Understanding Kafka Cluster Membership: How Brokers Join and Leave the Cluster
In this article, I want to show how does Zookeeper keeps track of broker registering, leaving by leveraging the logs.
The complete code scripts are available on my GitHub repository.
We will see how the first broker is set as being the Controller and also see how the partition leadership is being operated.
First step
The first command we have to run is docker compose up -d
which will launch our zookeeper service and our 3 kafka brokers.
Controller election
When launching our services, intituively we could think broker 1 will be the controller.

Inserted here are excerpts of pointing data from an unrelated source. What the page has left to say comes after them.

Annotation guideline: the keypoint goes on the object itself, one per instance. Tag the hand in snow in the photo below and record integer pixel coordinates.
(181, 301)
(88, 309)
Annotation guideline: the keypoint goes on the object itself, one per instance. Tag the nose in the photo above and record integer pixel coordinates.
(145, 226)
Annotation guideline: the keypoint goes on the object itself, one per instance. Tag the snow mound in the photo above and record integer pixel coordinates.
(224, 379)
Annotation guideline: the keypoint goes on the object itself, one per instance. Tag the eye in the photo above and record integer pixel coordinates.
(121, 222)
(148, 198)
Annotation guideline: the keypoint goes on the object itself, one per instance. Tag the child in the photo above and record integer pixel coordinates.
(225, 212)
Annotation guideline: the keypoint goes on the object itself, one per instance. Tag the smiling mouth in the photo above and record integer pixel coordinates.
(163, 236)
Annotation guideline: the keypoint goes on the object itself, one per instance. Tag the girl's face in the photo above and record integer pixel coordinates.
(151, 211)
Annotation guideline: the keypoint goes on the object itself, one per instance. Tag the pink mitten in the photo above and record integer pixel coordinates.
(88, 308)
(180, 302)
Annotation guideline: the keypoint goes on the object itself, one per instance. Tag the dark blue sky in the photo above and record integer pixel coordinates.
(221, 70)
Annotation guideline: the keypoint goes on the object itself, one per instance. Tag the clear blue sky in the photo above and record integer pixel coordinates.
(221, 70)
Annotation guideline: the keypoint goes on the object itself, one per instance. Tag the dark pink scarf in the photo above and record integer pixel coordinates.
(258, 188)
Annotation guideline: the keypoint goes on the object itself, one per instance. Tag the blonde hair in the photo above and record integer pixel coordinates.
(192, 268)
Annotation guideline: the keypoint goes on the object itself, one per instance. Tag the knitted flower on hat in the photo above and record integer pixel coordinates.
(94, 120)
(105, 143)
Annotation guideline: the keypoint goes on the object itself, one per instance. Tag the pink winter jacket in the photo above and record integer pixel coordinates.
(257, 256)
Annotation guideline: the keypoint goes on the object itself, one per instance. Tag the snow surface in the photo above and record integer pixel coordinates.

In fact, this is not the case.
Looking at the respective kafka broker logs, we see that it is all about the broker who first successfully creates the zookeeper node (znode): you are right, this is a race!
broker 3 log:
[2025-07-17 18:14:11,261] INFO [Controller id=3] 3 successfully elected as the controller.Epoch incremented to 1 and epoch zk version is now 1 (kafka.controller.KafkaController)
broker 1 log:
[2025-07-17 18:14:11,277] DEBUG [Controller id=1] Broker 3 was elected as controller instead of broker 1 (kafka.controller.KafkaController)
broker 2 log:
[2025-07-17 18:14:11,300] DEBUG [Controller id=2] Broker 3 was elected as controller instead of broker 2 (kafka.controller.KafkaController)
We can see it only was a matter of milliseconds (ms):
- broker 3 created the znode at 18:14:11,261
- broker 1 tried to create it at 18:14:11,277
- broker 2 tried to create it at 18:14:11,300
This is also verified on the /controller
namespace on zookeeper
Partition leadership
On the docker compose
file, set the variable KAFKA_OFFSETS_TOPIC_REPLICATION_FACTOR
to 3
to ensure availability.
Step 1: Create a topic with replication=3, partition=3
then, run this command to create my-test-topic
with a replication-factor
of 3
to ensure each partition of the kafka topic will be replicated to 3 brokers.
partitions
of 3
means that the topic’s data will be split in 3 separate partition who will be distributed to brokers evenly. Since we have 3 brokers and 3 partitions, each broker will have 1 partition.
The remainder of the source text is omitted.